Split PDF on string matching

Hi All,

I need you help.

Scenario-
I have to split the pdf on matching string, lets say I have a pdf where there is a sentence which is common in every pdf file i am processing, i wanna split that pdf once the sentence is matching and create a new pdf keep all the pages upto that only.

As the number of page is not fixed in the pdf so i have no option to hardcore the page number.

Thank you

Hi Indrajit,

If you want to split pdf text with specific string,
then you can try
Split(pdfText,splitString)

thank you
Debakanta

Thank you @Debakanta_Mahanta , here i wanna split the pdf based on string matching.

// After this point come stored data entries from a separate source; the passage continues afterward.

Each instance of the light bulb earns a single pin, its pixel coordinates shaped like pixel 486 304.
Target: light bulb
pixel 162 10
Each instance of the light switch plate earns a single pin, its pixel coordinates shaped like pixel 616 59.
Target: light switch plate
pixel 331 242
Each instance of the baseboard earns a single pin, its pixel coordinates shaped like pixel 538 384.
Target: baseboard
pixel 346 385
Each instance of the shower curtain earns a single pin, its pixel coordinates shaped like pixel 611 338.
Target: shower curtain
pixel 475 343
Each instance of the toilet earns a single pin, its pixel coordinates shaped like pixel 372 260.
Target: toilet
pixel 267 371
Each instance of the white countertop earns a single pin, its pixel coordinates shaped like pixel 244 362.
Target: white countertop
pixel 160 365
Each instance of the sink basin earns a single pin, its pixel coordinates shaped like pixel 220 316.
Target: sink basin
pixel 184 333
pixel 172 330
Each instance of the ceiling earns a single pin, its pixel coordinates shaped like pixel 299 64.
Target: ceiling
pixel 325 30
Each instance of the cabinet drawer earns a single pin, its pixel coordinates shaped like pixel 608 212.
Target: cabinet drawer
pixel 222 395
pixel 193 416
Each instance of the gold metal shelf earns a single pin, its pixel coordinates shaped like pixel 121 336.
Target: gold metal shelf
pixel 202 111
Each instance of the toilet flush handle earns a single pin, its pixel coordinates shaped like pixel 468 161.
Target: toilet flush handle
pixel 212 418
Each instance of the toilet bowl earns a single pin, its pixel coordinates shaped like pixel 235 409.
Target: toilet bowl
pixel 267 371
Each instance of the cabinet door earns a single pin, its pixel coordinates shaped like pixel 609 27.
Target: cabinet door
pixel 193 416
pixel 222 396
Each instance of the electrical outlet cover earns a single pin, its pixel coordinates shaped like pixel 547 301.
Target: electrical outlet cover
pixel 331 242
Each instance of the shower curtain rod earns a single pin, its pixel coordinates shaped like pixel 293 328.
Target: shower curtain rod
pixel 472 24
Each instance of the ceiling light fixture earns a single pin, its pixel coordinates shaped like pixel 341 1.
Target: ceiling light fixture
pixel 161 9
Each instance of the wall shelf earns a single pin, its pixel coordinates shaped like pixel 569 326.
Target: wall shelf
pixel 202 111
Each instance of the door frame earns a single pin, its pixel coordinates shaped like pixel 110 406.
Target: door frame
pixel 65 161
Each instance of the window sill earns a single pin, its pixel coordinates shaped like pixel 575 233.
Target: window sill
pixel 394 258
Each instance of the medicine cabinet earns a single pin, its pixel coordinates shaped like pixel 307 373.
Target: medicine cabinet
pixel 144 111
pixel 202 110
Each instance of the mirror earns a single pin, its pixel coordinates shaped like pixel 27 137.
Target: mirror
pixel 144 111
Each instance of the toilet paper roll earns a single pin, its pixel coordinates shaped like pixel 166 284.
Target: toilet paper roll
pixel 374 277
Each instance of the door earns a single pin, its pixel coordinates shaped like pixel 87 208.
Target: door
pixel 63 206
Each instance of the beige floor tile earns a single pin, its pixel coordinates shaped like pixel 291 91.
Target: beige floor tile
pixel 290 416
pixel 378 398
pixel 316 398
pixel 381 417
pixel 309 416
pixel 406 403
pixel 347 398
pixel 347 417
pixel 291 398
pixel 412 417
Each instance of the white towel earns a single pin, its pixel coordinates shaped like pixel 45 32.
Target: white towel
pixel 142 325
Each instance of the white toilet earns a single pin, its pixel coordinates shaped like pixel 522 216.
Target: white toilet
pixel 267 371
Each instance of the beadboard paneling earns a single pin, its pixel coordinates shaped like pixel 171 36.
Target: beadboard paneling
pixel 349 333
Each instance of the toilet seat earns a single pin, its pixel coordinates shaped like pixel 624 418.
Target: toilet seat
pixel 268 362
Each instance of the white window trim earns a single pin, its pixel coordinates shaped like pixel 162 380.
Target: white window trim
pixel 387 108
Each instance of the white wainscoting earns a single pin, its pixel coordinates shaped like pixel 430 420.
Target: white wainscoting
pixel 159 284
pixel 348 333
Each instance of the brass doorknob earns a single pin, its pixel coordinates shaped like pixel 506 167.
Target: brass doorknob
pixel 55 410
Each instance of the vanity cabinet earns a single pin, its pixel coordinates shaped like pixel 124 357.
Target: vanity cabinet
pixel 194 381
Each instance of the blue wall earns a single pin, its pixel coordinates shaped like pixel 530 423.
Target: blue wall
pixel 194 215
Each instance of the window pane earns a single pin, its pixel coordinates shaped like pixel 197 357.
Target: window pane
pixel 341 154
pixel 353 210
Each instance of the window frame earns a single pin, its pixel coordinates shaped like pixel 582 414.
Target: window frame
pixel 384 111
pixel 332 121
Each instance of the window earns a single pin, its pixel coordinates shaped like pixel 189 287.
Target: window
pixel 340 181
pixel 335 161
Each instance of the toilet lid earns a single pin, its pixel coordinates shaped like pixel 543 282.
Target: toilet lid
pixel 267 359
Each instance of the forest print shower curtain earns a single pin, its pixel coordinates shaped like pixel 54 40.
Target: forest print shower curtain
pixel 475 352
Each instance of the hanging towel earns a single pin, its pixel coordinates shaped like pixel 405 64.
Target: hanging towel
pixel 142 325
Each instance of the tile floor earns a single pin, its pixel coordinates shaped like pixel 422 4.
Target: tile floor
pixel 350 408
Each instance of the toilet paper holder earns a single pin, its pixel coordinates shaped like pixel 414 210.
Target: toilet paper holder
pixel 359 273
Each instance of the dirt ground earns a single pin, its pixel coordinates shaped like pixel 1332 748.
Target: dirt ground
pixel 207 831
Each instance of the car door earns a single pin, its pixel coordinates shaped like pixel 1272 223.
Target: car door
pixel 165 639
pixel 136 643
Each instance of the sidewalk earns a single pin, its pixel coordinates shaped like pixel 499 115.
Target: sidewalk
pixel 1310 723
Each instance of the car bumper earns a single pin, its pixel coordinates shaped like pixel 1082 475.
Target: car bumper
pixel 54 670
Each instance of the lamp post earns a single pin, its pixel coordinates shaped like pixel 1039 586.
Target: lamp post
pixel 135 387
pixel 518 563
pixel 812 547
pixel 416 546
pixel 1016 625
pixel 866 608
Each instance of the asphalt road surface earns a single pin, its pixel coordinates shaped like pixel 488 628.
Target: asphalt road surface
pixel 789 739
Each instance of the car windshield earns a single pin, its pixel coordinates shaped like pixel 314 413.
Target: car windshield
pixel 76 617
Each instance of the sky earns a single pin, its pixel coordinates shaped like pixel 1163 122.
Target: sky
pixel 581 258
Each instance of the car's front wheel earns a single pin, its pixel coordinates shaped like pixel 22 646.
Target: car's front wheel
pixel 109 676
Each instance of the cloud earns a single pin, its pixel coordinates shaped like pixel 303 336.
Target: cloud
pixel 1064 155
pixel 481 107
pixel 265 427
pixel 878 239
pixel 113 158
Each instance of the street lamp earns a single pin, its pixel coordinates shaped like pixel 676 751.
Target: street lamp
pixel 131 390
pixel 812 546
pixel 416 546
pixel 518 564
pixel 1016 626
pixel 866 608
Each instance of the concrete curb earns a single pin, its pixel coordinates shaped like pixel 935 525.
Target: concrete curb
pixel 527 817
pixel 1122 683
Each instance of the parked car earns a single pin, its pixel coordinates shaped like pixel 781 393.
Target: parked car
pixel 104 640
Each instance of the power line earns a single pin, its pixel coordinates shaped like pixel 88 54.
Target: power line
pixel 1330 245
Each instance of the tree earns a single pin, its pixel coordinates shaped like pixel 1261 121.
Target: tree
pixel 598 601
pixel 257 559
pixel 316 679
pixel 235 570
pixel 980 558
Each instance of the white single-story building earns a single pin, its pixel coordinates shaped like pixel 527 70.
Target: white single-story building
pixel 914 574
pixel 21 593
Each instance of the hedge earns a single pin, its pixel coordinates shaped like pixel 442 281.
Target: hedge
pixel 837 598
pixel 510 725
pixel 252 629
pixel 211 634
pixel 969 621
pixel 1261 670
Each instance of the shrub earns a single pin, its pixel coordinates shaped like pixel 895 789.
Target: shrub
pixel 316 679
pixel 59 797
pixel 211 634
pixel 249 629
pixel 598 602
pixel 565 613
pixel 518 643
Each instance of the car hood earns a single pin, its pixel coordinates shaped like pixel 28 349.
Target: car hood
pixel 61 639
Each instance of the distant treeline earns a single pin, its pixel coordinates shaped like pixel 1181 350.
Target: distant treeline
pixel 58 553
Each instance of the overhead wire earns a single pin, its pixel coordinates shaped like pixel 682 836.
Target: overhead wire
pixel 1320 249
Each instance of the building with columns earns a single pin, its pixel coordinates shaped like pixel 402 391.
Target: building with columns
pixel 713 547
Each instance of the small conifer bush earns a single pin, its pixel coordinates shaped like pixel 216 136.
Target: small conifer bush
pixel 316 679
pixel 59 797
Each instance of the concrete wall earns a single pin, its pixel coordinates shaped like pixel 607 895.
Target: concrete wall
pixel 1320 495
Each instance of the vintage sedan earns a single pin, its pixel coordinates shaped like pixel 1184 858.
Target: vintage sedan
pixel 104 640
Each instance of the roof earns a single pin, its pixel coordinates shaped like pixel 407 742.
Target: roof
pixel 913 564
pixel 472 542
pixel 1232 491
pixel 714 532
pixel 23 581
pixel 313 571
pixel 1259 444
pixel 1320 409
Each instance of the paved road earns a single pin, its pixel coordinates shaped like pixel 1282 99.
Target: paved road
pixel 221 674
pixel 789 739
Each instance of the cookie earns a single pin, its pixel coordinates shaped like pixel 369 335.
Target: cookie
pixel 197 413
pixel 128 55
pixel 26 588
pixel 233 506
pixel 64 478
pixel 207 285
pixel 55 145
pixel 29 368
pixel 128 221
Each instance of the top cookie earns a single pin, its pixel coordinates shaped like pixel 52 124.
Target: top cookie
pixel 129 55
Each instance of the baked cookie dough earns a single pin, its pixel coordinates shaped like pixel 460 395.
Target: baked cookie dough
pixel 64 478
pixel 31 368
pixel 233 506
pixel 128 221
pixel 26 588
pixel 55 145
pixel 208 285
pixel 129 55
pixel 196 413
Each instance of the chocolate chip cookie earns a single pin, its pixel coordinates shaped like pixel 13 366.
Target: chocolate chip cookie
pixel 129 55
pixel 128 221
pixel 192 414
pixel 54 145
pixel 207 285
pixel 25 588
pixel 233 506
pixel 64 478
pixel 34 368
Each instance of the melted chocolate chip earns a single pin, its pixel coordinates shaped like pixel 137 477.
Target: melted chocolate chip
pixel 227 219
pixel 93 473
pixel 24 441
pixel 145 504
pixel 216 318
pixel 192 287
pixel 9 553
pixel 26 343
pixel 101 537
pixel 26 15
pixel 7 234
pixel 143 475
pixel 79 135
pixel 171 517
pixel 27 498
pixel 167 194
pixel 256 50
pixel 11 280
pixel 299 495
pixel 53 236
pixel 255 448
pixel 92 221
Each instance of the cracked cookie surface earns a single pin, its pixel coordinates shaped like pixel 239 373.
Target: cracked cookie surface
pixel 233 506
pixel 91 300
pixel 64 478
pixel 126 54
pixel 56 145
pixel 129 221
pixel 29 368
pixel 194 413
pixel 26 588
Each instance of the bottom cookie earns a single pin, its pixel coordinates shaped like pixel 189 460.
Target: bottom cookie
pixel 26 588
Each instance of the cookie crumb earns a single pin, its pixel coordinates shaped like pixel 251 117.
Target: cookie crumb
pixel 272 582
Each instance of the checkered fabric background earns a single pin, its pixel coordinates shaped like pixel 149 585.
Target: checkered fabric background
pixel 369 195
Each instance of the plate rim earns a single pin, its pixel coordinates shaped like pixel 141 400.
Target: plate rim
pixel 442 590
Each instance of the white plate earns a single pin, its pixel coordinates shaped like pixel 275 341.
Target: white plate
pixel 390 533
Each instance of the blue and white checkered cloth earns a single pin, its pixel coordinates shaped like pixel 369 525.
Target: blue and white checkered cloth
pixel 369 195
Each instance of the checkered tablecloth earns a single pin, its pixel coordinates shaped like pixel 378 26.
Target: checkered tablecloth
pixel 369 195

Eg- lets se I have a pdf with 10 pages and the string I am trying to match ‘Abcd’ in on page 4, then what i wanna do is to generate a new pdf keeping pages from 1 -4 and drop the rest.

Hi @indrajit.shah ,

Using the Highlighted Activities below from the PDF Activities Package, we should be able to achieve your requirement.
image

  1. Use Get PDF Page Count Activity.
  • Retrieve the Page Count of the PDF Pages, Store the output in a integer variable say pageCount
    image
  1. Using a For Each Activity we can Loop through Each Page of PDF and Extract it’s contents.
  • Using a Read PDF Text Activity, extract the text data.
  • Using an If Activity, Check if the Page data contains matching string.
  • If it does , save the Page No. to another variable, PageNo, Break out of the Loop.
  • If it does not, update page no. as -1
    image
  1. Next, Out of the For Loop, Use an If Activity and Check Page No is not Equal to -1. And then Extract the Pages of the PDF using Extract PDF Page Range Activity

This should provide you with the PDF file upto the Matching String value.

Let us know if you are facing any difficulties.